Słuchano ich w Muzycznym Studiu Trójki im. Agnieszki Osieckiej w Warszawie i przy radioodbiornikach. Aktorzy zaczęli się przerzucać pierwszymi zdaniami "Dziennika": "Poniedziałek: ja". "Wtorek: ja", itd., co pokazało prowokacyjny charakter dzieła.
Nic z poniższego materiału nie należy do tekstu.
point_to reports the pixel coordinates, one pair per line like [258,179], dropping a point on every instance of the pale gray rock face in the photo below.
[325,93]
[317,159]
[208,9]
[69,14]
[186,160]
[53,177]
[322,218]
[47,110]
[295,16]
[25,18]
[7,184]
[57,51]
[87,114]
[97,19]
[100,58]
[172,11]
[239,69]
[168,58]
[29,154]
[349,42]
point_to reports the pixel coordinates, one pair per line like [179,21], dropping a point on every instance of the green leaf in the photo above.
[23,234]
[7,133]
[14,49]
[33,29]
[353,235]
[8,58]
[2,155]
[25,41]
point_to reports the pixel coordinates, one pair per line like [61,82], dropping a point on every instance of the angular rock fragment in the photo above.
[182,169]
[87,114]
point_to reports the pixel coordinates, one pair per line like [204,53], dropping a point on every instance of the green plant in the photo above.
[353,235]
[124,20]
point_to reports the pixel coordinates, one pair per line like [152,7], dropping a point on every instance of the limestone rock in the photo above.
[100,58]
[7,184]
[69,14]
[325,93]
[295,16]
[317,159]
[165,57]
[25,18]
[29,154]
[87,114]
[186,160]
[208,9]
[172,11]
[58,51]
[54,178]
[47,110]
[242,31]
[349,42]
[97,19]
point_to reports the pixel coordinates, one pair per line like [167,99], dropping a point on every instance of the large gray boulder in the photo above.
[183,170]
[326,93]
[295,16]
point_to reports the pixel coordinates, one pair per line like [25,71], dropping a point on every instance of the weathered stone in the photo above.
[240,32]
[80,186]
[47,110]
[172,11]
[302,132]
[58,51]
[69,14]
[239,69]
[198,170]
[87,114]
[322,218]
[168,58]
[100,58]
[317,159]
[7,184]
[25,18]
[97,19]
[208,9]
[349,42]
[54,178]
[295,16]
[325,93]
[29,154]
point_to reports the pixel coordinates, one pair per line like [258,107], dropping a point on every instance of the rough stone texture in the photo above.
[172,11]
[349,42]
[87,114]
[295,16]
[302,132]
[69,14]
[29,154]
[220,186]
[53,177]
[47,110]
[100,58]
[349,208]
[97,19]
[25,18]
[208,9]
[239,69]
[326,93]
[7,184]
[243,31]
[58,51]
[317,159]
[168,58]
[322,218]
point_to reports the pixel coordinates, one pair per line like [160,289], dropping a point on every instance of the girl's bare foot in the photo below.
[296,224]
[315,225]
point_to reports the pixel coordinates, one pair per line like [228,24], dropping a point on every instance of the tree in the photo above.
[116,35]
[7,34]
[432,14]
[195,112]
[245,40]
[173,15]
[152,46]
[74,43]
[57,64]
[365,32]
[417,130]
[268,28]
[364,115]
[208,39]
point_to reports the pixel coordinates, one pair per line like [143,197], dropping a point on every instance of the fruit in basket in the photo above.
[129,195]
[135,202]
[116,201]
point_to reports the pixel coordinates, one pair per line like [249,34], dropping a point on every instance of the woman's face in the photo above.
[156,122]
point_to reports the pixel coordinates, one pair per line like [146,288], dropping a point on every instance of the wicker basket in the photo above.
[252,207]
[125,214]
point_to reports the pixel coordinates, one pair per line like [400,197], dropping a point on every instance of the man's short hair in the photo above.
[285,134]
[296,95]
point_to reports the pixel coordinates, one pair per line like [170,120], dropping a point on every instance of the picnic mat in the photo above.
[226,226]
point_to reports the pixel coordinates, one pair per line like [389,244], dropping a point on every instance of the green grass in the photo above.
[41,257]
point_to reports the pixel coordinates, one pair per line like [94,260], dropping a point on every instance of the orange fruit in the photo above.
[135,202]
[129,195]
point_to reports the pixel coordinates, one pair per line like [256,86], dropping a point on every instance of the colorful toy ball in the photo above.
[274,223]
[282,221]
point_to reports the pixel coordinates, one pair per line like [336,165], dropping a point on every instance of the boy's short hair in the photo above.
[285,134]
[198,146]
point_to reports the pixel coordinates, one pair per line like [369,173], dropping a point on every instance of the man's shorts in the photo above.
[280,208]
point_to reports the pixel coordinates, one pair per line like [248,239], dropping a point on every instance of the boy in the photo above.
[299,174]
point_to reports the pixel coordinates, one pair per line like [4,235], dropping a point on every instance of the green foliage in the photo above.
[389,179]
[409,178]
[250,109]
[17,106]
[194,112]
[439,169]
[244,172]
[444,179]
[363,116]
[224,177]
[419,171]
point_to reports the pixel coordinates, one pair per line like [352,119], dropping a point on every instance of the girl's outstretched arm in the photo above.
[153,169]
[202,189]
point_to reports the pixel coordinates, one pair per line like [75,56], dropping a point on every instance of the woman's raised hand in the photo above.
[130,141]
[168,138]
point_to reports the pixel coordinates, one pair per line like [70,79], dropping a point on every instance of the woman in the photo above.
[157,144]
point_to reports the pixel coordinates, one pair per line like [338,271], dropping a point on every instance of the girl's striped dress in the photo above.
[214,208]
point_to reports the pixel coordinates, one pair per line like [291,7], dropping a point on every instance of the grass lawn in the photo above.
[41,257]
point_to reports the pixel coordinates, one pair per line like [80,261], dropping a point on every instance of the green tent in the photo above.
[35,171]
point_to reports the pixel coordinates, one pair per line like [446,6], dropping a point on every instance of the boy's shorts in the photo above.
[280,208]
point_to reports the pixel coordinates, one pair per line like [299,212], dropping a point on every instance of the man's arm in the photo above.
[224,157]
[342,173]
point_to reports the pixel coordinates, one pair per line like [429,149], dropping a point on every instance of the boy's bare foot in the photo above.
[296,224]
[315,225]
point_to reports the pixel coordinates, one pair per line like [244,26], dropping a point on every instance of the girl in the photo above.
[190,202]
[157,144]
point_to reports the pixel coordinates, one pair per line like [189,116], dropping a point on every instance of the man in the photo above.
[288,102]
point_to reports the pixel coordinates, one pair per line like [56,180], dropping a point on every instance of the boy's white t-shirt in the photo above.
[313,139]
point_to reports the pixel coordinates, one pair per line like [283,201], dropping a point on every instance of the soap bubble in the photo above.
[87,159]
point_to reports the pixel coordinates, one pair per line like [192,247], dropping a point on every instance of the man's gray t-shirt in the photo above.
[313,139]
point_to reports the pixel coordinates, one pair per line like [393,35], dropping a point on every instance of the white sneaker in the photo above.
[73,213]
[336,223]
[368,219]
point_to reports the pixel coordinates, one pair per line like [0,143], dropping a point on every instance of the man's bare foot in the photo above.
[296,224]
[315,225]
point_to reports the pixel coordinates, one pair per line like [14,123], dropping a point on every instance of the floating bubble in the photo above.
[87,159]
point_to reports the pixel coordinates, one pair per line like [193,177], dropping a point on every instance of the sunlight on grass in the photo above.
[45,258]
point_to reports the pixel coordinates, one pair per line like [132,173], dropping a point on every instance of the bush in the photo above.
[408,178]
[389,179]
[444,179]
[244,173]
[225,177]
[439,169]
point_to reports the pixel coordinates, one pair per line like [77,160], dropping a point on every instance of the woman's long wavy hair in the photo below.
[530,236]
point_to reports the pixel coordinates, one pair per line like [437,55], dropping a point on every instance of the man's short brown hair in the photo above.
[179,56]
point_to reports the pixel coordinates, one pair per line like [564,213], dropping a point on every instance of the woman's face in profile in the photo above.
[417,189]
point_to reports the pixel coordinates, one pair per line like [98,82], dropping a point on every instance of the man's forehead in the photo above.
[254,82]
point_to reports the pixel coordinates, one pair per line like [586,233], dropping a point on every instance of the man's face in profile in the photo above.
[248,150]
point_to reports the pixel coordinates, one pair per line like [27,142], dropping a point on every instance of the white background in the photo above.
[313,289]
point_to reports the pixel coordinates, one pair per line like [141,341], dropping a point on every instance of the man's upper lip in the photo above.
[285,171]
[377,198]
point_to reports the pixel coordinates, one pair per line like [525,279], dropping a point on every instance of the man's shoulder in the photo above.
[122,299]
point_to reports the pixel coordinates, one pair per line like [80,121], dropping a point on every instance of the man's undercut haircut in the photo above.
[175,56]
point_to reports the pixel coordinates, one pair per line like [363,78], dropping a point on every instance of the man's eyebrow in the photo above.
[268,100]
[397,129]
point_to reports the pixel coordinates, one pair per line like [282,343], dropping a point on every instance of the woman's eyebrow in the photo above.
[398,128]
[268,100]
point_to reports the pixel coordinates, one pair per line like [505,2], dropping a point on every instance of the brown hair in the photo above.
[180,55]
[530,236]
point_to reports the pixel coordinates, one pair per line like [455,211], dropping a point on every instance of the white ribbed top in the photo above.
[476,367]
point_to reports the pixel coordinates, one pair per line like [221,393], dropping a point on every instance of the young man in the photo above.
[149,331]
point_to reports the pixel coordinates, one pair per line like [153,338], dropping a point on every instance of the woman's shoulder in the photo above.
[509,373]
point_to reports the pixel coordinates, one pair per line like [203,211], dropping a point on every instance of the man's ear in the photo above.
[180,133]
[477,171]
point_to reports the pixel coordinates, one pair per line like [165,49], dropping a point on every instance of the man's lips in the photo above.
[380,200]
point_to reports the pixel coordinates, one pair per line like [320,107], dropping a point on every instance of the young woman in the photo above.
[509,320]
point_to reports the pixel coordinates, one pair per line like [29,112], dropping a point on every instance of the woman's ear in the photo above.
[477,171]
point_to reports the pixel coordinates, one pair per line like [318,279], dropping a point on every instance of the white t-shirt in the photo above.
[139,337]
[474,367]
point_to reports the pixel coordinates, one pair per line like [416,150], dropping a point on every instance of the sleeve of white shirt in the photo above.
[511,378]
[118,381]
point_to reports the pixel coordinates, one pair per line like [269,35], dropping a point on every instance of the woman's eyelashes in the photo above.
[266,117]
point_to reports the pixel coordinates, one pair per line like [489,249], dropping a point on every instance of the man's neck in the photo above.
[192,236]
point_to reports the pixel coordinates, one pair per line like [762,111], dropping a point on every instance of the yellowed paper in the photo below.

Andrzej Seweryn przytoczył epizod wyprawy Gombrowicza stateczkiem po jednej z odnóg Parany. Uczestników żeglugi poraziło niebiańskie piękno jednej z młodych dam. W apogeum zmieszania, w które wprawiała wszystkich swoją obecnością, zaczęła z nagła "najspokojniej w świecie dłubać w nosie". W kwestii płci pięknej Seweryn wygłosił też Gombrowiczowską pochwałę polskiej kobiety. W istocie swojej jest ona dziełem natury - w przeciwieństwie do francuskiej damy, której powab zawiera się jej w stroju, makijażu, perfumach.
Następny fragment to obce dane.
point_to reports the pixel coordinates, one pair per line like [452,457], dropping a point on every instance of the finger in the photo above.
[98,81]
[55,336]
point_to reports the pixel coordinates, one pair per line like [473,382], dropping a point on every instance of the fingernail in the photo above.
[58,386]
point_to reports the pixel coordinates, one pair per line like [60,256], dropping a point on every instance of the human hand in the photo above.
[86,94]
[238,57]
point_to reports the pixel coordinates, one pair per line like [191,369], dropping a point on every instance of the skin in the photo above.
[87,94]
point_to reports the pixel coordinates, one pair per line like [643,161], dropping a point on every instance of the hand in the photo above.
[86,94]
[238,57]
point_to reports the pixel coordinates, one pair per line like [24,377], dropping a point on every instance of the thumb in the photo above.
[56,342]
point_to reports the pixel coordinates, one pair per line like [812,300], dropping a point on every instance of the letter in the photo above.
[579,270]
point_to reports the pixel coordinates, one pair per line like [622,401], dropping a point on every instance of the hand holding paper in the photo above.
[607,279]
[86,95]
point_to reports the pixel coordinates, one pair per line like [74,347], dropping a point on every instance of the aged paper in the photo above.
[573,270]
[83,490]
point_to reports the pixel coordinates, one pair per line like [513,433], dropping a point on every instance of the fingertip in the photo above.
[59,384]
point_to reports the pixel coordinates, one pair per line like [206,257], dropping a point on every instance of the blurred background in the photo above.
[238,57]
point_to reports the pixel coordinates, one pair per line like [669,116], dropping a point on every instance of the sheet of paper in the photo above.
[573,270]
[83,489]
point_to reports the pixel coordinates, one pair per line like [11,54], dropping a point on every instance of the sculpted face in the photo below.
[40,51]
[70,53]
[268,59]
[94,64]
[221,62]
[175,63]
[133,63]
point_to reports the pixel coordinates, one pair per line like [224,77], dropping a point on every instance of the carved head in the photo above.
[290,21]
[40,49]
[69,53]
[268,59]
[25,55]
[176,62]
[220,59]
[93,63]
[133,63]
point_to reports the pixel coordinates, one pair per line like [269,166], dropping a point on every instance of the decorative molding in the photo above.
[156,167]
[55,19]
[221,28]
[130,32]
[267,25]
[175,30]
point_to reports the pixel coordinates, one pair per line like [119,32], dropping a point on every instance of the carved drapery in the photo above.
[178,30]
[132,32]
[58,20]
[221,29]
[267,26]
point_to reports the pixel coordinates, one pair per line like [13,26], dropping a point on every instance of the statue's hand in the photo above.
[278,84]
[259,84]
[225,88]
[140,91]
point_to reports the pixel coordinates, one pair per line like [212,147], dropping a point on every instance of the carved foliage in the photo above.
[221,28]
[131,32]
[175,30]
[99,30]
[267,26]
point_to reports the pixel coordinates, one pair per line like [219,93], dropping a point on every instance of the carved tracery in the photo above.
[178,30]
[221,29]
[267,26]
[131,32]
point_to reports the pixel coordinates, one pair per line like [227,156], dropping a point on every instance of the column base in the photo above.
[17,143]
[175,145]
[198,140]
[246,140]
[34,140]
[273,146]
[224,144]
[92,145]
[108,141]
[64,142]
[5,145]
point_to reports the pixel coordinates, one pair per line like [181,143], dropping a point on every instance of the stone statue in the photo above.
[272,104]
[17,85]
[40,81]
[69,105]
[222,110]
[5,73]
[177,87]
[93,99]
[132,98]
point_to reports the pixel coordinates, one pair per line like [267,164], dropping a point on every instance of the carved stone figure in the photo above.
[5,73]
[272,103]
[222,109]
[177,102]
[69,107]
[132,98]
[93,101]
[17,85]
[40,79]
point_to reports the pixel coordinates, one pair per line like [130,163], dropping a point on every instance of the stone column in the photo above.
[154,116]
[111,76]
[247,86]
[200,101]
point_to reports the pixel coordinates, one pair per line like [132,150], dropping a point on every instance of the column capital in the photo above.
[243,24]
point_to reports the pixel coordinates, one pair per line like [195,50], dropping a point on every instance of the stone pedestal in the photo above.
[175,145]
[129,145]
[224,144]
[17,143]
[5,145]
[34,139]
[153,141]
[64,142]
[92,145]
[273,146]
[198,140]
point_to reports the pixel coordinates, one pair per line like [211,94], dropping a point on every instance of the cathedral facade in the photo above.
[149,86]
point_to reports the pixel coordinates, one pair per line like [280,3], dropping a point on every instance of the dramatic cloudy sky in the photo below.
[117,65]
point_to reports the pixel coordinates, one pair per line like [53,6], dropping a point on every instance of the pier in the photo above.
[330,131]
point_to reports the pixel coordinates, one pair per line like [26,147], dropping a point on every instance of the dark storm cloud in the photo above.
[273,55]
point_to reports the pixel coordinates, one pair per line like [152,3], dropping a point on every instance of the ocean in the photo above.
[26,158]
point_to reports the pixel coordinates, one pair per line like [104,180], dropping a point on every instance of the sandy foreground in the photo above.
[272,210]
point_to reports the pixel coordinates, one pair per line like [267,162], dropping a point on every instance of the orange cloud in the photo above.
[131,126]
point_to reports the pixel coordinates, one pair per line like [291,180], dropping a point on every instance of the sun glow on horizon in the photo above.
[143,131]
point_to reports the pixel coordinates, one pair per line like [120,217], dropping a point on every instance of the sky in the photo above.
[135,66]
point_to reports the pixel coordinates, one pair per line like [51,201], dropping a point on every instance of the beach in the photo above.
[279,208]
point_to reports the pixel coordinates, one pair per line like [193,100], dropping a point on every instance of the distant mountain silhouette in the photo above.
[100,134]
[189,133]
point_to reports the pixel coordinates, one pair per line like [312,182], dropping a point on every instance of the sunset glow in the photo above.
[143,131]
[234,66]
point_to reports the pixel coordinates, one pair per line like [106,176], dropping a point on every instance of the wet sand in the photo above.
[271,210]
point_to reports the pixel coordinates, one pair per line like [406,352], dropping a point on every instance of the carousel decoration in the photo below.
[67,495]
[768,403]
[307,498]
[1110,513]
Jan Peszek przypomniał sugestywny opis bezradnie machającego odnóżami żuka, któremu autor, przerwawszy błogostan plażowania, ruszył na ratunek. Wkrótce musiał zamienić się w istne pogotowie ratunkowe dla żuków, gdyż połacie piasku wypełnionego powywracanymi na grzbiety owadami okazały się wręcz bezkresne.
Obaj aktorzy czerpali prawdziwą radość z możliwości, jakie dawał im plastyczny materiał literacki. Proza Gombrowicza zamieniała się w ich ustach w czystą poezję.